Additionally, the “critical first year” after delivery also offers clinicians an opportunity to diagnose preventable conditions early, Bond said, adding that every clinician must ask women about pregnancy history.

Bond said the interconception period should also be a key area of focus, with providers working with women to optimize health between pregnancies to lower risks for hypertension, hyperlipidemia and gestational diabetes.

However, although following guidance that improves cardiometabolic health is helpful, systemwide solutions that target root causes are needed, Bond said. Data from the March of Dimes show that 2.2 million women of childbearing age live in U.S. counties that are maternity care “deserts,” with no obstetric clinician, no hospital and no birthing center. Similarly, approximately 16.8 million Black Americans live in U.S. counties with little to no access to a CV specialist.

“We know that the reason we are seeing these disparities is largely not related to the individual, it is more rooted in the system,” Bond said. “The higher risk faced by Black women when it comes to maternal health spans income, education and ideal CV health.”

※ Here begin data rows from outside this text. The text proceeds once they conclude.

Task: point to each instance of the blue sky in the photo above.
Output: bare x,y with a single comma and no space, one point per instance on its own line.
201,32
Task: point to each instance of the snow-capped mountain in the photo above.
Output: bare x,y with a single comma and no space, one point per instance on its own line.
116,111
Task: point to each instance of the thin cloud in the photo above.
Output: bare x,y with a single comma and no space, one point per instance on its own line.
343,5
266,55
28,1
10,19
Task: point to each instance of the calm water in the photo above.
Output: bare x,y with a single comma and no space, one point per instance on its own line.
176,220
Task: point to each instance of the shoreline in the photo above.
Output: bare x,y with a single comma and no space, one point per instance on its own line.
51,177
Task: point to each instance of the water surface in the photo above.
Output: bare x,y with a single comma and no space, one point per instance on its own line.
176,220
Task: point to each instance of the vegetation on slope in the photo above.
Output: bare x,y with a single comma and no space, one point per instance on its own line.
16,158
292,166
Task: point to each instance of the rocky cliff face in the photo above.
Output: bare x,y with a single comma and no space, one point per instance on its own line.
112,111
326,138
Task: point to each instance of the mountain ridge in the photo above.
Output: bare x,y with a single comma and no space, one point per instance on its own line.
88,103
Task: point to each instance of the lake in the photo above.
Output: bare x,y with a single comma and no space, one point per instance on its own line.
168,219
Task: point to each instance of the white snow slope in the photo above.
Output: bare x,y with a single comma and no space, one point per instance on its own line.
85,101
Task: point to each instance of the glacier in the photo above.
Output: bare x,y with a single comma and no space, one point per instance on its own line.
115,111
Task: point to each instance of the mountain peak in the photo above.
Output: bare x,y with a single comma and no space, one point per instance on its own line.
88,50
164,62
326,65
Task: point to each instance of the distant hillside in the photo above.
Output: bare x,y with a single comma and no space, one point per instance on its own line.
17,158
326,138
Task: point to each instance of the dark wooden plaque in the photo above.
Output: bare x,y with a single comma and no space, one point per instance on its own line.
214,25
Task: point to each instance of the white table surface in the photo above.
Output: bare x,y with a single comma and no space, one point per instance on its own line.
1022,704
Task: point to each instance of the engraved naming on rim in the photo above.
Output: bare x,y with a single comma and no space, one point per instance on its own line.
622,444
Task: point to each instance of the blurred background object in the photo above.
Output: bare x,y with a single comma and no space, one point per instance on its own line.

Systems solutions should include a thorough review of maternal mortality and maternal morbidity cases, standardization of care across communities, promoting safe birthing spaces via access to contraceptive methods, using available geo-mapping data on disparities to focus public health campaigns, and supporting programming that emphasize primary care, disease prevention and the inclusion of psychosocial screenings.

“The maternal health continuum is not specifically during pregnancy,” Bond said. “It is before it. It is after it. It is ongoing.”

At the individual level, clinicians must do four things with all patients, Bond said: Stop, look, listen and believe.

“We will stop blaming the victims, denying that implicit bias exists as it pertains to sex, gender, race and ethnicity,” Bond said. “We will look patients in the eye and look for opportunities to empower evidence-based practices. We will listen without judgment, with empathy. We will believe that racism is inaction in the form of need, and we will believe her at all costs,” Bond said.